Water filling for continuous frequency

The capacity of a frequency selective LTI Gaussian channel with frequency response $H(f)$ and bandwidth BW is also achieved with a water filling solution, but now in a continuous frequency $f$ . This water filling can be obtained by letting the number $K$ of subchannels go to infinite, which makes the bandwidth $Δ_{f} = BW ∕K$ of each subchannel go to zero. Eq. (4.56) then converges to

S^{∗} (f) = max (C − \frac{N_{0}}{|H(f) |^{2}},0),

(4.63)

where the water level $C$ is chosen such that

∫_{0}^{BW} S^{∗} (f) d f = P

(4.64)

and $S^{∗} (f)$ is the optimum transmit PSD.

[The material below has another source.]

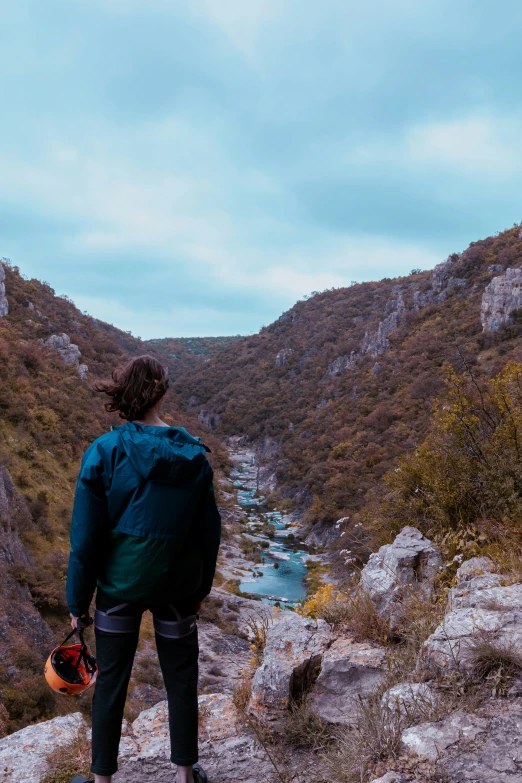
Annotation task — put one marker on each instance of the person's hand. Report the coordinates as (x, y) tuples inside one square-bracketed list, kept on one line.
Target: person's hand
[(85, 620)]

4.10.3 Capacity of the frequency-selective LTI Gaussian channel

Using the optimum PSD provided by Eq. (4.63), the capacity of the frequency-selective LTI Gaussian channel in bits per second is then

C_{[bps]} = ∫_{0}^{BW} {log}_{2} (1 + \frac{S^{∗} (f)|H(f) |^{2}}{N_{0}}) d f.

(4.65)

Eq. (4.65) can be obtained from the capacity expression from a set of $K$ parallel channels and making $K →∞$ . More specifically, substituting $Δ_{f} = BW ∕K$ into Eq. (4.61), leads to

C_{[bps]} = \frac{BW}{K} ∑_{k=1}^{K} {log}_{2} (1 + \frac{s_{k}^{∗} |H(f_{k}) |^{2}}{N_{0}}),

(4.66)

which converges to Eq. (4.65) when $Δ_{f} → 0$ and the discrete frequencies $f_{k}$ become $f$ to describe a continuous frequency response $H(f)$ .

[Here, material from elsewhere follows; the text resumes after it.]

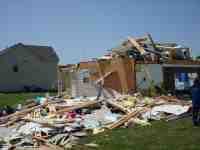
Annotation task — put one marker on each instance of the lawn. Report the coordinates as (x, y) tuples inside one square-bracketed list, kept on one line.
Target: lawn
[(17, 98), (174, 135)]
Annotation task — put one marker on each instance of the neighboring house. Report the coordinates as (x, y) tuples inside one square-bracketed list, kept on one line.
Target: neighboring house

4.10.4 Revisiting the capacity of flat fading continuous-time AWGN

Note that the channels in Figure 4.6, with a flat frequency response, can be seen as special cases of the frequency-selective LTI Gaussian channel. Applying water filling as in Eq. (4.63) to the channels in Figure 4.6 would lead to flat transmit PSDs $S_{x} (f) = P∕ BW$ with BW, where $P$ is the maximum transmit power (unilateral PSDs are adopted). Using Eq. (F.40), the PSD at the receiver is $S_{y} (f) = κ^{2} S_{x} (f)$ , where $κ = |H(f)|$ is the frequency response magnitude over the channel passband. Hence, the SNR at the receiver is

SNR = \frac{S_{y} (f) BW}{N_{0} BW} = \frac{κ^{2} S_{x} (f)}{N_{0}} = \frac{κ^{2} P}{N_{0} BW} .

(4.67)

Substituting Eq. (4.67) into Eq. (4.52) leads to

C_{[bps]} = BW {log}_{2} (1 + SNR) = BW {log}_{2} (1 + \frac{κ^{2} P}{N_{0} BW})

(4.68)

Hence, only when the channel is frequency-selective the water filling solution is required for obtaining the optimum transmit PSD and, from that, the channel capacity. Alternatively, Eq. (4.68) suffices to calculate the capacity for channels with flat frequency responses.

Example 4.20. Example of capacity calculation for a continuous-time AWGN channel. Assume that the bandpass channel depicted in Figure 4.6(b) has $BW = 20$ Hz and magnitude $κ = |H(f)| = 1∕2$ over the passband. The WGN has a unilateral PSD level $N_{0} = 1$ mW/Hz and the maximum transmit power is $P = 240$ mW.

Using Eq. (4.68), the capacity of this channel is

C_{[bps]} = BW {log}_{2} (1 + \frac{κ^{2} P}{N_{0} BW}) = 20 {log}_{2} (1 + \frac{(1∕4)240}{20}) = 40.

For practicing the interpretation of Eq. (4.61), consider that the current channel is modeled as a set of $K = 4$ subchannels, each with $Δ_{f} = BW ∕K = 5$ Hz. Because the channel is flat, the water filling solution would equally split $P$ among the four subchannels, with $P_{k} = P∕K = 60$ mW being allocated to each, corresponding to a PSD level of $s_{k}^{∗} = P_{k} ∕ Δ_{f} = 12$ mW/Hz, $∀k$ . In this case, the capacity per channel use of a subchannel is

C_{[bpcu]} = {log}_{2} (1 + \frac{s_{k}^{∗} |H(f_{k}) |^{2}}{N_{0}}) = {log}_{2} (1 + \frac{12(1∕4)}{1}) = 2,

which leads to

C_{[bps]} = Δ_{f} ∑_{k=1}^{K} C_{[bpcu]} = 5 ∑_{k=1}^{4} 2 = 40,

which coincides with the result from Eq. (4.68). $□$

¹⁵ The proof for Eq. (4.52) and other capacity results can be found in [TV05], which is available online at [ url7tse].

¹⁶ The value of $Δ_{f}$ is supposed to be small enough for this assumption to be valid.

¹⁷ For better understanding the code, the reader can use Chapter 4 of [Cio10].

¹⁸ A method to obtain a non-integer number of bits per symbol are the multidimensional constellations (lattice codes) [FJW89].

¹⁹ Algorithms such as the Levin-Campello’s provide optimal solutions to the power and bit loading problems when the number of bits per parallel channel must be an integer.